An Expert Reappears as Ghost


George Kennan in the twenty-first century is best remembered, if at all, for “A Fateful Error,” the short essay he published on the op-ed page of The New York Times on February 1997. He argued that expanding NATO up to Russia’s borders would be “the most fateful error of American policy in the entire post-cold-war era.”

A year later, with President Bill Clinton’s encouragement, the US Senate approved, by a vote of 80 to 19, NATO expansion to include Poland, Hungary, and the Czech Republic, with an eye to another possible round of expansion. Kennan’s warning was disregarded or simply ignored in most quarters in Washington and at NATO headquarters in Brussels.

The expansion program proceeded apace, through the Clinton, Bush, Obama, Trump, and Biden administrations, most recently with the U.S. Ukraine Charter on Strategic Partnership of November 10, 2021. Meanwhile, Kennan died in 2005. An authorized biography George F. Kennan: An American Life, by John Lewis Gaddis, Robert A. Lovett Professor of Military and Naval History at Yale University, appeared in 2011.  It was recognized with a Pulitzer Prize and seemed to pronounce a final opinion on Kennan’s life as a source of relevant opinion.

In the twentieth century, however, Kennan was remembered for the central role he played as a framer of US policy towards Russian expansion at the outset of the first cold war.  As a US State Department officer, he spent most of the 1930s and much of the 1940s in the Soviet Union. There he developed, in almost equal parts, affection for Russia itself, and high disdain for Josef Stalin, and his communist dictatorship.

First in a secret “long telegram” to his State Department superiors, then as the author of its summary in a Foreign Affairs article in 1947 that introduced to the foreign policy public public the catch-word “containment” and the reasoning behind it.  He subsequently became respected, even venerated, as among the senior architects of much successful post-war US foreign policy, including the Marshall Plan.

In 1955 Kennan retired to become a history professor at the Institute for Advance Study in Princeton, served as President John F. Kennedy’s ambassador to Yugoslavia 1961-63, opposed the US war in Vietnam, and remained among the State Department’s closest students until not long before his death, at 101, when he vigorously protested the US invasion of Iraq.

Now Kennan has returned to life in a second full-scale biography.  Kennan: A Life between Worlds, by Frank Costigliola, Board of Trustees Distinguished Professor of history at the University of Connecticut, offers a parallax view of his the life of his Milwaukee-born subject.

And in an article that appeared last week on the Foreign, Affairs website, Costigliola (who earlier edited The Kennan Diaries [Norton, 2014)]), surfaced a previously undiscussed passage from a Kennan paper of 1948, in which the author set out clearly his grounds for pessimism about Ukraine independence. In “US Objectives with Respect to Russia,” Kennan wrote,

The economy of the Ukraine is inextricably intertwined with that of Russia as a whole. There has never been any economic separation since the territory was conquered from the nomadic Tatars and developed for purposes of a sedentary population.  To attempt to carve it out of the Russian economy and to set it up as something separate would be as artificial and as destructive as an attempt to separate the Corn Belt, including the Great Lakes industrial area from the economy of the United States.

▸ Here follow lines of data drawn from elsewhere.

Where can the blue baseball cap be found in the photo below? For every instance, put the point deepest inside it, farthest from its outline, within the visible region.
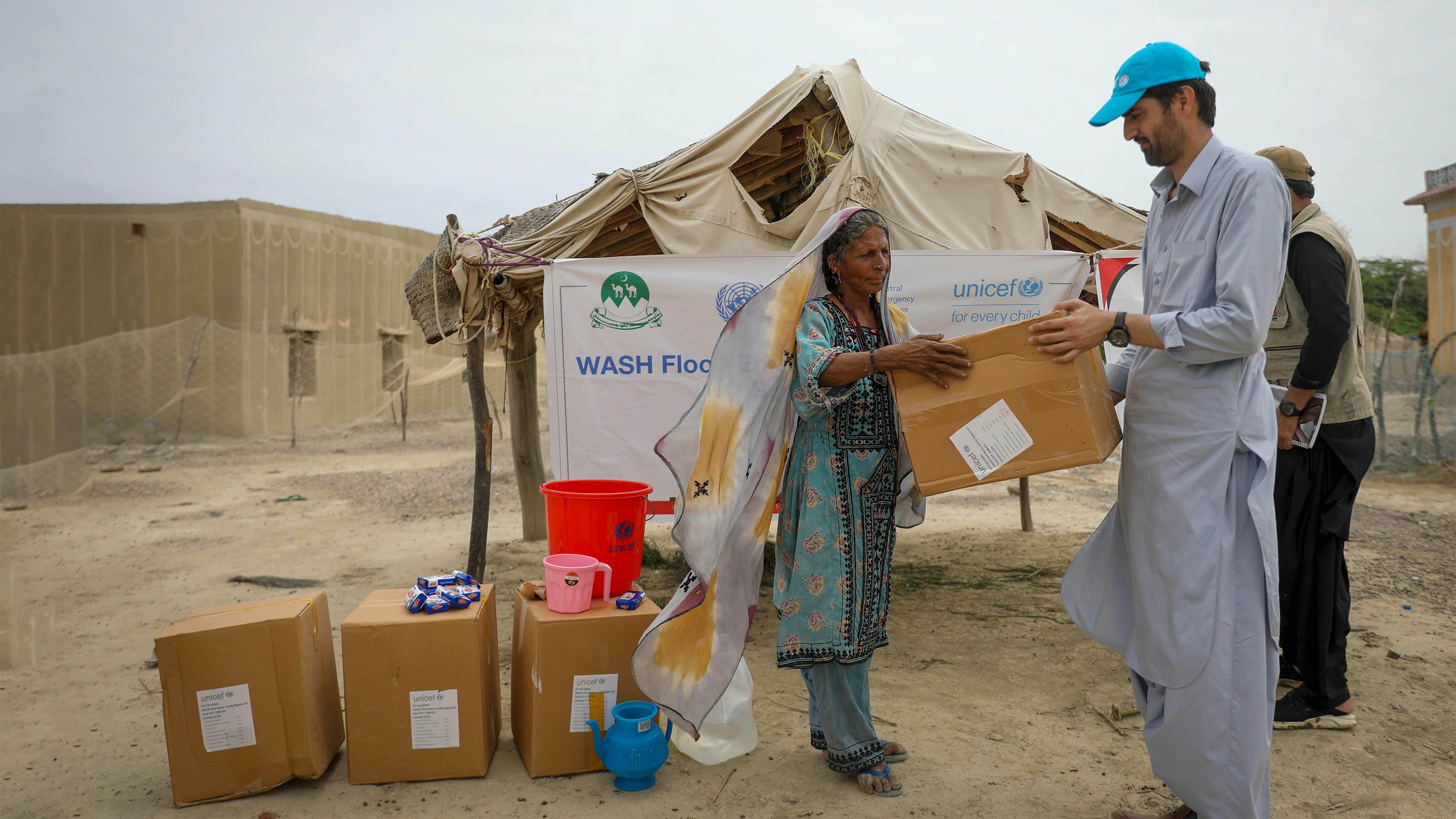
(1155, 65)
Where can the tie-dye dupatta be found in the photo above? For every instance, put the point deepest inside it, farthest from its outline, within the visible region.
(727, 454)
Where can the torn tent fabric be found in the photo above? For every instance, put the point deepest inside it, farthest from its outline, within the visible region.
(937, 186)
(727, 454)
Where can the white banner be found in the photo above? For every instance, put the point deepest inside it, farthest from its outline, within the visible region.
(630, 340)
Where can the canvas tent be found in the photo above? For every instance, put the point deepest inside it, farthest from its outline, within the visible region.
(817, 142)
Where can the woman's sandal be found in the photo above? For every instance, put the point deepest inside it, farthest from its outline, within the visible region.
(884, 773)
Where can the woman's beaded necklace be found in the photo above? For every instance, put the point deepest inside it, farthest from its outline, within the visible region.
(860, 333)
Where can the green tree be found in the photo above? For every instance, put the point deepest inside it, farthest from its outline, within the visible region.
(1379, 277)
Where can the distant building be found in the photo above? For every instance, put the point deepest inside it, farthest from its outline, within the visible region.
(250, 317)
(1439, 202)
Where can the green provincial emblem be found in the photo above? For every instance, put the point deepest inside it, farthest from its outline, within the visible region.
(625, 304)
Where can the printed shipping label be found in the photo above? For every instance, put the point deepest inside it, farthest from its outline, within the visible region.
(593, 697)
(991, 441)
(228, 718)
(435, 719)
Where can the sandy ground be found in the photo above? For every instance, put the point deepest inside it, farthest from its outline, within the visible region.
(986, 681)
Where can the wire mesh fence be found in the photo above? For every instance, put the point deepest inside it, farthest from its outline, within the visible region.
(1414, 409)
(199, 378)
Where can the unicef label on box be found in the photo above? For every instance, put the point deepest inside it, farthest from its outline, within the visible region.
(228, 718)
(435, 719)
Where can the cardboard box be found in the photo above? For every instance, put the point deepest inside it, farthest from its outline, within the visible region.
(1066, 410)
(566, 667)
(250, 696)
(423, 693)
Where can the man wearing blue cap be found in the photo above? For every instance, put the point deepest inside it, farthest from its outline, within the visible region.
(1183, 575)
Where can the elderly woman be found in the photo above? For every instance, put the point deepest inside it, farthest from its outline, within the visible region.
(836, 530)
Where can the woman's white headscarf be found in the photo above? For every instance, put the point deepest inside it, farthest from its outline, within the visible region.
(727, 455)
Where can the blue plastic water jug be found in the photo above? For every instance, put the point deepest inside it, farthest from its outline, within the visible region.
(634, 748)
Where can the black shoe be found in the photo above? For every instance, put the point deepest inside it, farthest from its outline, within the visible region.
(1296, 712)
(1289, 677)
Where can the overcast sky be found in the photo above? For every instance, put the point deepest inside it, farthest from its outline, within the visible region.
(404, 113)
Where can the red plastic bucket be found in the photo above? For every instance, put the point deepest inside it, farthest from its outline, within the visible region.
(601, 520)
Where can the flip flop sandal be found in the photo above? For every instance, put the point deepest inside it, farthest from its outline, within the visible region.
(884, 772)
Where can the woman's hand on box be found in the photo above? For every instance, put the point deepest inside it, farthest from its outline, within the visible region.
(927, 356)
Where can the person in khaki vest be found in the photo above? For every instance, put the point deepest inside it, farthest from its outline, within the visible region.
(1317, 345)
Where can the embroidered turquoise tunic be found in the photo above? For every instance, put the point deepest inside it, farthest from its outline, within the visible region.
(836, 527)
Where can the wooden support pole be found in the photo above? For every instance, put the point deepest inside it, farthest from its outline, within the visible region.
(481, 508)
(1024, 485)
(526, 438)
(404, 410)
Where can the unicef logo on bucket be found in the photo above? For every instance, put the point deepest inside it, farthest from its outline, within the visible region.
(625, 304)
(734, 296)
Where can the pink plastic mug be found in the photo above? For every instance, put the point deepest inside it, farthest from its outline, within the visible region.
(570, 579)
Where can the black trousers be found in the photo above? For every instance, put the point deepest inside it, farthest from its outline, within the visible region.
(1314, 496)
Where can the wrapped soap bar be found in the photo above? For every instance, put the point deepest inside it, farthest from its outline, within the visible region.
(453, 597)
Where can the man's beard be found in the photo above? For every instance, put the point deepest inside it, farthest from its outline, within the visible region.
(1165, 143)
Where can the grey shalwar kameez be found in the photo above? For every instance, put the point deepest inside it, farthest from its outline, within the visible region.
(1183, 575)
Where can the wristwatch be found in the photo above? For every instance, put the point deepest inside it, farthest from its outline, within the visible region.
(1119, 337)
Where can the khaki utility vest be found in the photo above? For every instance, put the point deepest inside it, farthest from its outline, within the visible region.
(1347, 390)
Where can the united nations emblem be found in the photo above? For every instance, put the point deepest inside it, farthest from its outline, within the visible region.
(625, 304)
(734, 296)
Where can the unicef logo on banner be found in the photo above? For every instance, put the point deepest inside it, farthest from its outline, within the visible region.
(734, 296)
(625, 304)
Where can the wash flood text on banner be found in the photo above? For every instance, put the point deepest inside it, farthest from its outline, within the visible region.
(630, 340)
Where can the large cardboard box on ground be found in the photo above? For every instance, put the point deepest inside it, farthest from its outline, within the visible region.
(567, 670)
(423, 693)
(251, 697)
(1066, 410)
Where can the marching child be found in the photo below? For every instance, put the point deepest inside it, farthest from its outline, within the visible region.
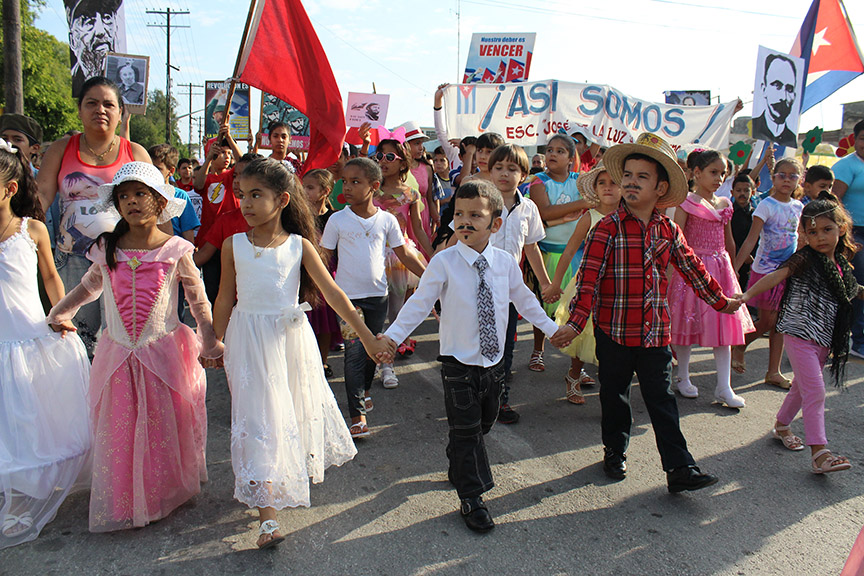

He goes on to assert that “we cannot be indifferent to the feelings of the Great Russians themselves.” Because Russia would remain the “strongest national element” in the area, any viable “long-term U.S. policy must be based on their acceptance and their cooperation.” The Ukrainian territory was as much a part of their heritage as was the American Middle West, “and they are conscious of the fact.”  You can read here the relevant three-page excerpt from Kennan’s paper.

That was 75 years ago. The circumstances were clearly different in the immediate aftermath of World War II.  Kennan may have underestimate Ukrainians’ will to independence even then.  It has clearly increased explosively since the USSR disbanded itself.

But Russian government feelings have remained much the same as Kennan described them in 1948. That was much the way US Ambassador William Burns conveyed the Russian position to the Obama administration, in 2008, in a titled “Nyet Means Nyet: Russia’s NATO Enlargement Red Lines.”  The cable was originally made public by WikiLeaks but recently has been blocked on the Web.  And it is certainly the conviction that Vladimir Putin spelled out to the world, in the summer of 2021, in his 6,000-word article “On the Historical Unity of Russians and Ukrainians.”

Kennan’s views on Ukraine independence are largely a newly-reported story, according to Costigliola. They do not appear in the index of Gaddis’s book, and Costigliola did not discuss the 1948 passage his own book, which was published in last month.

Whether its discovery makes any difference at all remains to be seen. But the appearance, a dozen years apart, of two deeply-informed biographies of the same man is surely grist for the historiographer’s mill.